Dynamically Generating Pydantic Model from a Schema JSON File

Question

I want to dynamically generate a Pydantic model at runtime. I can do this by calling create_model. For example,

from pydantic import create_model

create_model("MyModel", i=(int,...), s=(str...))

does this same thing as

from pydantic import BaseModel

class MyModel(BaseModel):
    i: int
    s: str

I want to serialize these Pydantic schemas as JSON. It's easy to write code to parse JSON into create_model arguments, and it would make sense to use the output of BaseModel.schema_json() since that already defines a serialization format. That makes me think that there should already be some sort of BaseModel.from_json_schema classmethod that could dynamically create a model like so

from pydantic import BaseModel

class MyModel(BaseModel):
    i: int
    s: str

my_model = BaseModel.from_json_schema(MyModel.schema_json())
my_model(i=5, s="s") # returns MyModel(i=5, s="s")
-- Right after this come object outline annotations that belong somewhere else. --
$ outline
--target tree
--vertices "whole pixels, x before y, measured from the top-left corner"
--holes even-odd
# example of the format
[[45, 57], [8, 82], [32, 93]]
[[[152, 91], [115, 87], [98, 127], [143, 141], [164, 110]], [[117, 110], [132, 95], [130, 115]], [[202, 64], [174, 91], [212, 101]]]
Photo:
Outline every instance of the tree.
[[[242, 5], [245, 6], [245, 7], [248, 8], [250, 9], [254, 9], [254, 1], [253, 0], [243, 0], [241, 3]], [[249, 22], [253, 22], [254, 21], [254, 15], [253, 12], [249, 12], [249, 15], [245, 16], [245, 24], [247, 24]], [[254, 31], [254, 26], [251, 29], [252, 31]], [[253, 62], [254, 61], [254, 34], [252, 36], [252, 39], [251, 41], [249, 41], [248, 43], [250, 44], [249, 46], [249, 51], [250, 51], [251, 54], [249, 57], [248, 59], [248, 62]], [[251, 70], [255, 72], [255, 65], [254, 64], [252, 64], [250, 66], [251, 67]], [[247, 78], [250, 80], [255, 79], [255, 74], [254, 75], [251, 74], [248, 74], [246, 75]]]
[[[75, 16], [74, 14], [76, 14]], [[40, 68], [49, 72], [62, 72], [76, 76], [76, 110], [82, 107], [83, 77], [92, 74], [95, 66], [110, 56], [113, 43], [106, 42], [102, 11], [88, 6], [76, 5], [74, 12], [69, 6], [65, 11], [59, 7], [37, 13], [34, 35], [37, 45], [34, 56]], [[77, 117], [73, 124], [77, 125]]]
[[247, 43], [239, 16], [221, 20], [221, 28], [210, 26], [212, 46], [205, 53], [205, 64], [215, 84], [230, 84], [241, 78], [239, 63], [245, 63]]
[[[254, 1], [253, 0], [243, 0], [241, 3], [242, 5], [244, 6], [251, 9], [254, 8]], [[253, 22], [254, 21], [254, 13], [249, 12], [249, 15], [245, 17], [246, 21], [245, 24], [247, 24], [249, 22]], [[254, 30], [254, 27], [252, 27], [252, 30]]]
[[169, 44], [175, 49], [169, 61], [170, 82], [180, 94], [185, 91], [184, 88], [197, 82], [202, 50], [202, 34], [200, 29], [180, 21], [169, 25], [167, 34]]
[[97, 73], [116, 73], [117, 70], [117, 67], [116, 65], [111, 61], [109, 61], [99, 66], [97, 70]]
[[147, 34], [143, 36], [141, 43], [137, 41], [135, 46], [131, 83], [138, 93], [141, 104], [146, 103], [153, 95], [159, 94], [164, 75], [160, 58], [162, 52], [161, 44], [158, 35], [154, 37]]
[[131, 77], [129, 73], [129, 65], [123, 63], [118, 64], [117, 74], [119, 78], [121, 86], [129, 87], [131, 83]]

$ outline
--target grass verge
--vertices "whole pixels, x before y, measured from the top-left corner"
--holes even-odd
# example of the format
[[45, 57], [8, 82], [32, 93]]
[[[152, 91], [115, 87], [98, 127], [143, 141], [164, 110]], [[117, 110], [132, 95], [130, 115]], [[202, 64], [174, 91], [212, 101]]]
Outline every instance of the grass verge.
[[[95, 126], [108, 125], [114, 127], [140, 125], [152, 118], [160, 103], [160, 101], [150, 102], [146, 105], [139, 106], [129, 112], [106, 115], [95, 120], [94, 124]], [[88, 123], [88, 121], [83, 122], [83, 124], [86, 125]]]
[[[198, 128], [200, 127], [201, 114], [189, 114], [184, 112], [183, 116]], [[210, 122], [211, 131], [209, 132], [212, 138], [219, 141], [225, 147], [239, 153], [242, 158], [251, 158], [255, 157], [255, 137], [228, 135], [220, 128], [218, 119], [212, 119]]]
I can't find any such function in the documentation. Am I overlooking something, or do I have to write my own own JSON schema deserialization code?

score 4 · Accepted Answer · answered Sep 25 '22 at 13:47

4

This has been discussed some time ago and Samuel Colvin said he didn't want to pursue this as a feature for Pydantic.

If you are fine with code generation instead of actual runtime creation of models, you can use the datamodel-code-generator.

To be honest, I struggle to see the use case for generating complex models at runtime, seeing as their main purpose is validation, implying that you think about correct schema before running your program. But that is just my view.

For simple models I guess you can throw together your own logic for this fairly quickly.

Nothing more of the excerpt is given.